One of the things i am considering is replacing my much loved Osprey with a Wingnut in order to help reduce stress on my back. I don't think my full suspension has waterbottle mounting capabilities, so hydration pack is it for me. Typically my rides are under 4 hours.

Any suggestions or insight from people with similar back issues would be much appreciated!


----------



## ColinL (Feb 9, 2012)

I don't have back issues, but I do have a few suggestions because I prefer to carry my water low.

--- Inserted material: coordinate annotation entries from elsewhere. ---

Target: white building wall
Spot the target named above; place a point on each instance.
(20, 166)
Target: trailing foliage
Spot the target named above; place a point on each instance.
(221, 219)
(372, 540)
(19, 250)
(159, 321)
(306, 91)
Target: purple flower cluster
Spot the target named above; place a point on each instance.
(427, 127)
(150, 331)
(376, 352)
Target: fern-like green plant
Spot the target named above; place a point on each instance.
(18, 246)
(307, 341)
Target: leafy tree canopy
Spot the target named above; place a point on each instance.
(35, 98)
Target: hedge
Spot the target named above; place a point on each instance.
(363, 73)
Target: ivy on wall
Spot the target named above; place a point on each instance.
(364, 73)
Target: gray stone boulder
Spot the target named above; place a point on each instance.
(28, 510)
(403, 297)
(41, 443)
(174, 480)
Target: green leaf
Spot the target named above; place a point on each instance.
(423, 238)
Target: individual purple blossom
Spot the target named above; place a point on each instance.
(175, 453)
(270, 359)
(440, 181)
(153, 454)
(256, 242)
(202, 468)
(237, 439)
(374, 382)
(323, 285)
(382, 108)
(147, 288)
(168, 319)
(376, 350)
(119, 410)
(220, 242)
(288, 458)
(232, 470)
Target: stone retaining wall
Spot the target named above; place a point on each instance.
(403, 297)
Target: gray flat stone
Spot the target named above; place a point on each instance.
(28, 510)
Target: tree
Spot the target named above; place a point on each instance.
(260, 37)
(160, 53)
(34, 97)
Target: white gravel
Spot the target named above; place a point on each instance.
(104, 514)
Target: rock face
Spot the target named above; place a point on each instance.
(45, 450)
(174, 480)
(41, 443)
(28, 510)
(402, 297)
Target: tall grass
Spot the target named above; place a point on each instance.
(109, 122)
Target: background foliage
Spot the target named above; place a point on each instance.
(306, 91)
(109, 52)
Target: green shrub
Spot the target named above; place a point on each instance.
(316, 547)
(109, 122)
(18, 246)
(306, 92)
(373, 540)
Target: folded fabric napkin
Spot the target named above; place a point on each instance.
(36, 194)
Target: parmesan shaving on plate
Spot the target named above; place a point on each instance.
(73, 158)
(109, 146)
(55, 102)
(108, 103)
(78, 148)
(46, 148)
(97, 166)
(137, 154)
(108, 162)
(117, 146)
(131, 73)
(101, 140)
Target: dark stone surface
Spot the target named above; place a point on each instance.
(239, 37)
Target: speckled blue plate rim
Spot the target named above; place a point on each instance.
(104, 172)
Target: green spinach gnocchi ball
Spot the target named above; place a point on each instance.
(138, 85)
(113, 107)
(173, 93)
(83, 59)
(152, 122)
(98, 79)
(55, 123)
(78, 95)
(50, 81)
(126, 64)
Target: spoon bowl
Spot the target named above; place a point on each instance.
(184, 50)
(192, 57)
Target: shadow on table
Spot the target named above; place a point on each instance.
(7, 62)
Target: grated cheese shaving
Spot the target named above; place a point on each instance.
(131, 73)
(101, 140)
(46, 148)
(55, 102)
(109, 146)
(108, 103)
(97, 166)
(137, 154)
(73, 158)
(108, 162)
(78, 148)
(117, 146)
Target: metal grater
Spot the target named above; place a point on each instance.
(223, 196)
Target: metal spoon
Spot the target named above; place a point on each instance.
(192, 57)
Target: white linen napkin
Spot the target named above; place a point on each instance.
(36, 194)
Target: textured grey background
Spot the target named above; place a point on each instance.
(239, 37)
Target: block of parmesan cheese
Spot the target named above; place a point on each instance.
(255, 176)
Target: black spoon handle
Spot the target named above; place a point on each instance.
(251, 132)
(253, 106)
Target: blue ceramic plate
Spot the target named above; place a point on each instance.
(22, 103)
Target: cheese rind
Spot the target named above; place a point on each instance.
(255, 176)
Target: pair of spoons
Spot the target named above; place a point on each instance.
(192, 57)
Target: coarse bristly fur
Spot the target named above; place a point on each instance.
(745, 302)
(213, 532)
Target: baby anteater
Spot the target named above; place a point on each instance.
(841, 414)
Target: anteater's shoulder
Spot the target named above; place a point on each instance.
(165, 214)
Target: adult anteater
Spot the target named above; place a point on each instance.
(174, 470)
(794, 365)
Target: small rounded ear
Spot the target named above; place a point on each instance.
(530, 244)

Camelbak makes the only cycling-specific packs with a lumbar (hip) reservoir that I am aware of. About 3-4 years ago, I got a Charge LR with a 2L bladder and I still use it all the time. It's a small pack despite the 10L rating (seems optimistic to me) and I've had to refill the bladder a few times on long, hot days.

A year or so ago they started making the Volt which is a 13L pack with 3L lumbar reservoir.

If you can't bear much weight, you can also try the Baja LR if you can find one. It's discontinued but it has almost no storage except the hip pouches. It was made for standup paddleboarding but will work on a MTB.


----------



## mtnbkrmike (Mar 26, 2015)

ColinL said:


> I don't have back issues, but I do have a few suggestions because I prefer to carry my water low.
> 
> Camelbak makes the only cycling-specific packs with a lumbar (hip) reservoir that I am aware of. About 3-4 years ago, I got a Charge LR with a 2L bladder and I still use it all the time. It's a small pack despite the 10L rating (seems optimistic to me) and I've had to refill the bladder a few times on long, hot days.
> 
> ...


I don't mean to jack this thread but one question - should I get a Charge or a Volt? Hopefully your response will be of benefit to the OP as well. I don't need the extra pack space or reservoir volume - I pre-hydrate every ride. I can go for 3 hours in the most extreme heat with 1 liter no problem. Just wondering if the Charge has all the features of the Volt, including the nifty helmet carrier and the hip cinch straps. Also, I have read inconsistent tales of water getting trapped in the wings of the 2 liter reservoir. True or false? Thank you and sorry OP.


----------



## arphaxhad (Apr 17, 2008)

Check out this thread on wing nut packs. If you can find one grab it!

http://forums.mtbr.com/general-discussion/wingnut-gear-packs-955059.html

It makes my back happy


----------